Among customers not wedded to any particular fit, skinny has yet to make a comeback. The style accounts for a lower proportion of jeans currently selling out on retailers’ websites in the US and UK, and they are more heavily discounted, according to EDITED.

If a small-versus-slouch standoff emerges, it will have significant consequences for store chains and manufacturers.

The good news is that trends, especially lots of wearable ones, stimulate sales. A wide array of denim shapes, shades and washes means there is likely to be something for everyone. Diversity of styles also encourages women and men to buy more than one pair—perhaps why once humble workwear is on such a tear. And the popularity is not confined to jeans. It’s spilling over into jackets (think double denim) and skirts. Add in the fact that each type of jean needs to be dressed with a different top and shoe, and this should be great for retail revenues.
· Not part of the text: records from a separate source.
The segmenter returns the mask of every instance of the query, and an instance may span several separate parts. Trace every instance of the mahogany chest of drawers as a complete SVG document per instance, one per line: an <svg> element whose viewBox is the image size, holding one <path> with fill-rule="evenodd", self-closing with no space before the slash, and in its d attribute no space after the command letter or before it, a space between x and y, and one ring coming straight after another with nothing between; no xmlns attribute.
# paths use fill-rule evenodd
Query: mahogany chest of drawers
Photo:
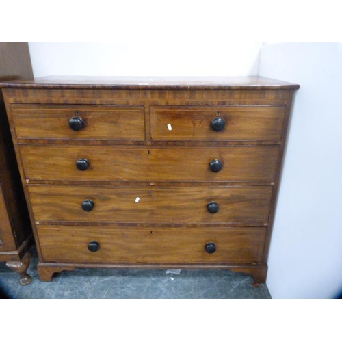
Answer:
<svg viewBox="0 0 342 342"><path fill-rule="evenodd" d="M261 77L2 86L40 279L222 268L265 281L293 92Z"/></svg>

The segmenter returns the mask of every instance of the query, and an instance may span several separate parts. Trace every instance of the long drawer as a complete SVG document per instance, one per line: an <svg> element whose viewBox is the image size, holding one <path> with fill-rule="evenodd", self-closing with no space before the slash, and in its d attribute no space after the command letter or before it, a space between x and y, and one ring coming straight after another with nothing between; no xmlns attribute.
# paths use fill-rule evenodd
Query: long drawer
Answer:
<svg viewBox="0 0 342 342"><path fill-rule="evenodd" d="M38 232L45 262L250 264L261 261L266 229L38 226ZM88 250L91 242L98 250ZM215 252L206 252L208 243Z"/></svg>
<svg viewBox="0 0 342 342"><path fill-rule="evenodd" d="M19 138L145 140L144 106L13 105L11 109Z"/></svg>
<svg viewBox="0 0 342 342"><path fill-rule="evenodd" d="M154 140L278 140L285 106L155 106Z"/></svg>
<svg viewBox="0 0 342 342"><path fill-rule="evenodd" d="M21 145L28 179L112 181L264 181L275 178L278 146L146 148ZM88 163L86 170L77 167ZM211 163L221 163L218 172Z"/></svg>
<svg viewBox="0 0 342 342"><path fill-rule="evenodd" d="M158 224L268 220L272 187L28 187L37 221Z"/></svg>

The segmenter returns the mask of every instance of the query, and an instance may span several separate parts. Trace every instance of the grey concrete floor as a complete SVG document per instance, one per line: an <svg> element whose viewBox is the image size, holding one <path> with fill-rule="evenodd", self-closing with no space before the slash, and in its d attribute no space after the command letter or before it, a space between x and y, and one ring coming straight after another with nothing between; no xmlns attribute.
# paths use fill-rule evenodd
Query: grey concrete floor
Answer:
<svg viewBox="0 0 342 342"><path fill-rule="evenodd" d="M271 298L265 284L252 276L220 269L77 269L55 274L51 282L39 280L36 250L28 273L33 280L21 286L18 276L0 263L3 298ZM172 273L170 273L172 271Z"/></svg>

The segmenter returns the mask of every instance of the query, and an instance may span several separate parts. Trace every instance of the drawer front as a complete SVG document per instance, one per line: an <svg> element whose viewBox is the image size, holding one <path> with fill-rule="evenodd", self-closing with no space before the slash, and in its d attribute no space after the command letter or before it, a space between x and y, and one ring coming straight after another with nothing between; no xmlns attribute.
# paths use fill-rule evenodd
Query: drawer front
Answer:
<svg viewBox="0 0 342 342"><path fill-rule="evenodd" d="M22 145L20 150L27 179L112 181L272 182L279 152L278 146L148 150ZM80 159L87 159L87 170L77 169ZM215 160L222 166L216 172L209 166Z"/></svg>
<svg viewBox="0 0 342 342"><path fill-rule="evenodd" d="M145 140L143 106L14 105L11 109L19 138ZM70 120L79 130L70 127Z"/></svg>
<svg viewBox="0 0 342 342"><path fill-rule="evenodd" d="M130 264L250 263L261 261L265 228L157 228L39 226L43 261ZM90 242L99 244L88 250ZM209 242L214 253L205 251Z"/></svg>
<svg viewBox="0 0 342 342"><path fill-rule="evenodd" d="M272 190L271 186L148 188L31 185L28 188L37 221L242 222L254 226L267 222Z"/></svg>
<svg viewBox="0 0 342 342"><path fill-rule="evenodd" d="M151 137L154 140L279 140L285 111L285 106L152 107ZM219 131L213 129L212 122Z"/></svg>

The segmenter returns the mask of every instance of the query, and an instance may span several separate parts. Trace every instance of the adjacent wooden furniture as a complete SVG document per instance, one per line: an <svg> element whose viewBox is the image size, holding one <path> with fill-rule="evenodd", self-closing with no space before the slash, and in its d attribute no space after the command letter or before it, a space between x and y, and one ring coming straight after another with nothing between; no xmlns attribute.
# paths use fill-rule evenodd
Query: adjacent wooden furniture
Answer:
<svg viewBox="0 0 342 342"><path fill-rule="evenodd" d="M3 86L40 279L213 267L265 281L292 96L262 77Z"/></svg>
<svg viewBox="0 0 342 342"><path fill-rule="evenodd" d="M0 81L32 77L27 43L0 43ZM0 93L0 261L20 274L27 274L33 241L31 223L20 179L2 94Z"/></svg>

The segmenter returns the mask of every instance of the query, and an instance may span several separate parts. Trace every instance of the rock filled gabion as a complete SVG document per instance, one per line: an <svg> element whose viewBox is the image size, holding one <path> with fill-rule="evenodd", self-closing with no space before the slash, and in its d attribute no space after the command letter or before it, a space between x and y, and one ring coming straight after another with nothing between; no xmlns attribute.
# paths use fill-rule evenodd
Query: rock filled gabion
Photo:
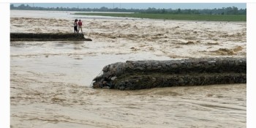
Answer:
<svg viewBox="0 0 256 128"><path fill-rule="evenodd" d="M246 58L127 61L105 66L93 88L135 90L246 83Z"/></svg>
<svg viewBox="0 0 256 128"><path fill-rule="evenodd" d="M75 33L10 33L10 41L92 41L83 34Z"/></svg>

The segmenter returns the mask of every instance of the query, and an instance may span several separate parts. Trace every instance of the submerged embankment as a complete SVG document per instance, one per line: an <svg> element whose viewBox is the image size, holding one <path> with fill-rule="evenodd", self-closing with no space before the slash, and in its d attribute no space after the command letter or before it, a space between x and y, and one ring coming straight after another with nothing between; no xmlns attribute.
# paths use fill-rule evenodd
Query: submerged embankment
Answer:
<svg viewBox="0 0 256 128"><path fill-rule="evenodd" d="M93 88L121 90L246 83L246 58L135 61L105 66Z"/></svg>
<svg viewBox="0 0 256 128"><path fill-rule="evenodd" d="M11 41L91 41L83 34L73 33L10 33Z"/></svg>

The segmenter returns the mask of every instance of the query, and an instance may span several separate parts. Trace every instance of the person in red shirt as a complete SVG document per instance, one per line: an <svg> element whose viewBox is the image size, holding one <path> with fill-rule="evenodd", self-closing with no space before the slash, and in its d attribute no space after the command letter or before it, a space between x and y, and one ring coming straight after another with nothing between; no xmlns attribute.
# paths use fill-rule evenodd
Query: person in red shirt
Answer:
<svg viewBox="0 0 256 128"><path fill-rule="evenodd" d="M79 21L78 22L78 32L79 33L79 30L81 29L81 31L83 33L83 30L82 30L82 21L81 20L79 20Z"/></svg>
<svg viewBox="0 0 256 128"><path fill-rule="evenodd" d="M78 19L75 19L74 21L74 31L75 31L75 33L78 33Z"/></svg>

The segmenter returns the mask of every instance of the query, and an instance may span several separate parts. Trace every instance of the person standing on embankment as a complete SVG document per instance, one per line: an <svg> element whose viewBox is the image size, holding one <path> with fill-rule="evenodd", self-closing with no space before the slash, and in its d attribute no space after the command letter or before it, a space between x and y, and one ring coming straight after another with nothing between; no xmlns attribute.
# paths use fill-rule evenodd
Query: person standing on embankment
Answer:
<svg viewBox="0 0 256 128"><path fill-rule="evenodd" d="M78 33L78 19L75 19L75 21L74 21L74 31L75 31L75 33Z"/></svg>

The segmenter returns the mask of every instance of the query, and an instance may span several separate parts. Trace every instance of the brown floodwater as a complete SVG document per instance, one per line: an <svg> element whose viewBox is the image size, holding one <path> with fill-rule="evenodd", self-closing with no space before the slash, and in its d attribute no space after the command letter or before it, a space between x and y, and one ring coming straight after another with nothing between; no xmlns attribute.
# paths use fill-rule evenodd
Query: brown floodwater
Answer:
<svg viewBox="0 0 256 128"><path fill-rule="evenodd" d="M63 26L48 27L61 12L39 12L12 10L11 32L61 31L73 18L63 16ZM246 56L246 23L87 21L92 42L10 42L11 127L246 127L246 84L137 91L90 86L104 66L118 61Z"/></svg>

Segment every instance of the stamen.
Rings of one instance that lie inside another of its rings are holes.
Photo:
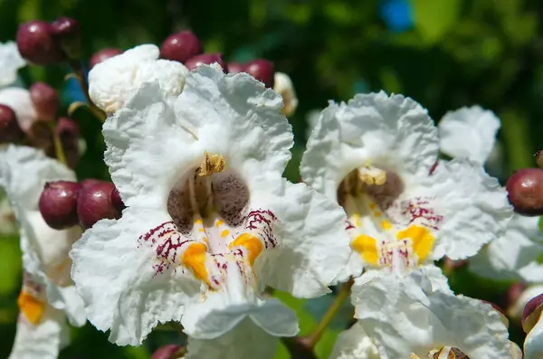
[[[198,175],[205,177],[213,174],[218,174],[226,169],[226,160],[221,155],[209,155],[206,151],[204,153],[204,160],[200,168],[198,168]]]
[[[40,323],[45,311],[45,304],[43,301],[23,289],[17,298],[17,305],[30,323],[34,326]]]
[[[358,178],[366,184],[382,185],[386,182],[386,172],[373,165],[367,165],[358,168]]]

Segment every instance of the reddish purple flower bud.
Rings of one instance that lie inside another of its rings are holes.
[[[164,345],[159,347],[153,353],[151,359],[176,359],[183,356],[179,351],[182,351],[182,347],[175,344]],[[179,354],[179,355],[177,355]]]
[[[0,143],[19,142],[24,136],[15,112],[9,106],[0,104]]]
[[[92,57],[90,58],[90,61],[89,61],[89,66],[90,67],[90,69],[92,69],[94,66],[96,66],[97,63],[105,61],[109,58],[117,56],[121,53],[122,53],[122,51],[120,51],[119,49],[115,49],[115,48],[102,49],[102,50],[99,51],[98,52],[94,53],[94,55],[92,55]]]
[[[21,56],[37,65],[62,61],[65,57],[51,33],[51,25],[34,20],[19,26],[17,47]]]
[[[226,64],[228,73],[238,73],[245,71],[245,65],[240,62],[228,62]]]
[[[533,298],[522,312],[522,329],[525,333],[529,333],[531,328],[539,321],[541,316],[541,309],[543,309],[543,294],[539,294],[538,297]]]
[[[51,24],[51,33],[57,46],[71,60],[81,56],[81,30],[79,22],[70,17],[60,17]]]
[[[115,209],[119,213],[122,213],[122,210],[127,208],[127,206],[124,204],[124,202],[122,202],[122,199],[120,198],[120,194],[119,194],[117,187],[113,188],[113,192],[111,193],[111,203],[113,203]]]
[[[82,186],[77,200],[77,213],[83,228],[90,228],[104,218],[120,218],[120,213],[111,202],[115,185],[110,182],[95,183]]]
[[[224,69],[226,69],[226,64],[221,56],[220,53],[203,53],[188,59],[185,62],[185,66],[186,66],[188,70],[194,70],[202,64],[209,65],[211,63],[218,62],[223,68],[223,71],[224,71]]]
[[[77,182],[56,181],[45,184],[40,196],[40,213],[45,222],[55,230],[64,230],[79,223]]]
[[[42,121],[54,121],[61,104],[57,91],[43,82],[35,82],[30,87],[30,99]]]
[[[519,170],[507,181],[506,187],[515,212],[524,215],[543,214],[543,170]]]
[[[202,43],[191,31],[169,35],[160,45],[160,57],[185,62],[188,59],[202,53]]]
[[[273,89],[275,69],[273,62],[264,59],[257,59],[245,64],[245,72],[264,83],[269,89]]]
But companies will have to monitor silhouettes carefully. They must keep a close eye on the catwalks, but also on street-style influencers and social-media creators, to figure out just what width of leg their customers demand. And they need to maintain flexibility in their supply chains, so that they can adapt production at the first sign of a shift.

Any miscalculation in the baggy-to-bum-hugging ratio risks leaving them with unwanted stock, which will have to be marked down and will eat into profits. Ultimately, how we choose to dress our legs matters to the bottom line.

Andrea Felsted is a Bloomberg Opinion columnist covering consumer goods and the retail industry. Previously, she was a reporter for the Financial Times.